Startseite » Neue Risiken durch Klimawandel
Allgemein

Neue Risiken durch Klimawandel

Bochum, Deutschland – Welche Weltregionen sind durch Naturkatastrophen gefährdet? In welchem Land ist das Risiko besonders hoch? – klajoo.com – Wo lebt es sich am sichersten?

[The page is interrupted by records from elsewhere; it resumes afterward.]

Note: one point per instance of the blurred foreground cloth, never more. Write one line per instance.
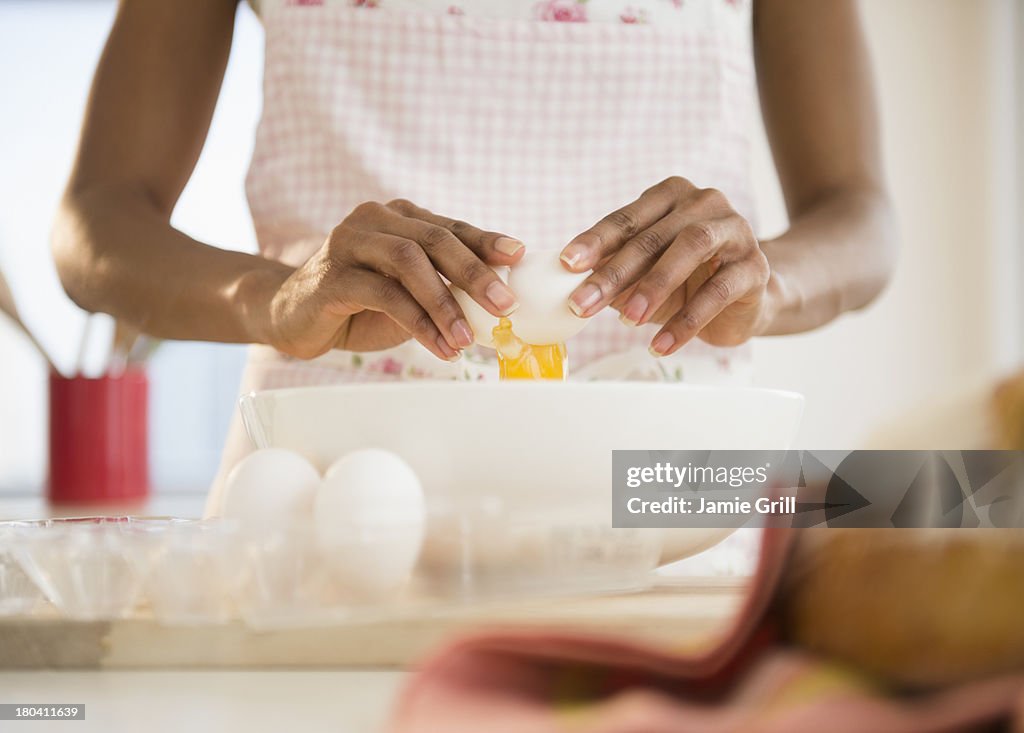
(756, 678)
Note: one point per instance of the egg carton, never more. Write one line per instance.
(214, 571)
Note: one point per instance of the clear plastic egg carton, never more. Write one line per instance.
(213, 571)
(100, 568)
(474, 554)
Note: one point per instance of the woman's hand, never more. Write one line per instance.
(680, 256)
(377, 281)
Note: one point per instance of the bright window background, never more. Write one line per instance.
(48, 50)
(949, 83)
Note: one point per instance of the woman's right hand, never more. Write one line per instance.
(376, 282)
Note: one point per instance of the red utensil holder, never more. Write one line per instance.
(98, 438)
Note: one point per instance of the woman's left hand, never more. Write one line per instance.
(680, 256)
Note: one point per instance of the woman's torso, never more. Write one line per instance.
(529, 118)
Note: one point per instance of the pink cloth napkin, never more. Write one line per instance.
(536, 682)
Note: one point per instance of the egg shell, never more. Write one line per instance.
(270, 486)
(479, 319)
(543, 286)
(370, 519)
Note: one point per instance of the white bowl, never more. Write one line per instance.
(541, 447)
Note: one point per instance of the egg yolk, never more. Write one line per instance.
(517, 359)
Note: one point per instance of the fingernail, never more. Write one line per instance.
(662, 343)
(507, 246)
(462, 333)
(450, 353)
(585, 298)
(502, 296)
(572, 254)
(635, 309)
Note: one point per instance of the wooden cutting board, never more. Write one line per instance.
(683, 613)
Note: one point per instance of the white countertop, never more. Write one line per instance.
(144, 701)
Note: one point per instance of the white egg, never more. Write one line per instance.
(542, 286)
(270, 486)
(370, 519)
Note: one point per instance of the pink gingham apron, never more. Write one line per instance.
(524, 125)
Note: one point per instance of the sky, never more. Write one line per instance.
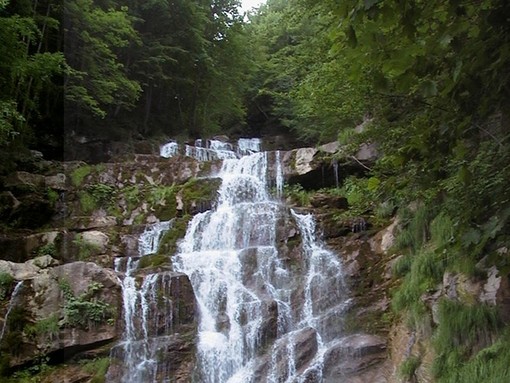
(249, 4)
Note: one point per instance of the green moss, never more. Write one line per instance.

Um diese Fragen zu beantworten, haben das Bündnis “Entwicklung Hilft” und das Institut für Friedenssicherungsrecht und Humanitäres Völkerrecht der Ruhr-Universität Bochum das Katastrophenrisiko von 193 Ländern analysiert und dabei sowohl die Naturgefahren wie die Verwundbarkeit der Gesellschaft untersucht.

Der Weltrisikobericht sieht vor allem für Asien und Amerika ein hohes Risiko für Katastrophen. Ein Grund seien die Folgen des Klimawandels. Besonders groß sind demnach die Risiken für die Philippinen, Indien und Indonesien.

Die im jährlichen Weltrisikobericht zusammengefassten Ergebnisse zeigen, dass die Philippinen, Indien und Indonesien die drei Länder mit dem höchsten Katastrophenrisiko sind. Das niedrigste Risiko, von einer Katastrophe heimgesucht zu werden, haben dem Bericht zufolge die Bewohner des Stadtstaats Monaco, gefolgt von Andorra und San Marino.

Deutschland liegt mit Platz 101 im Mittelfeld und damit nicht mehr wie in den vergangenen Jahren im hinteren Bereich, der eine geringere Gefährdung ausweist. Die höhere Risikobewertung für Deutschland sei auch einer geänderten Berechnungsmethode des Index geschuldet. Der Bevölkerungsdichte in gefährdeten Regionen werde nun mehr Gewicht zugemessen als in vorangegangenen Studien. In Deutschland seien vor allem Gebiete mit Überschwemmungsrisiko dicht besiedelt.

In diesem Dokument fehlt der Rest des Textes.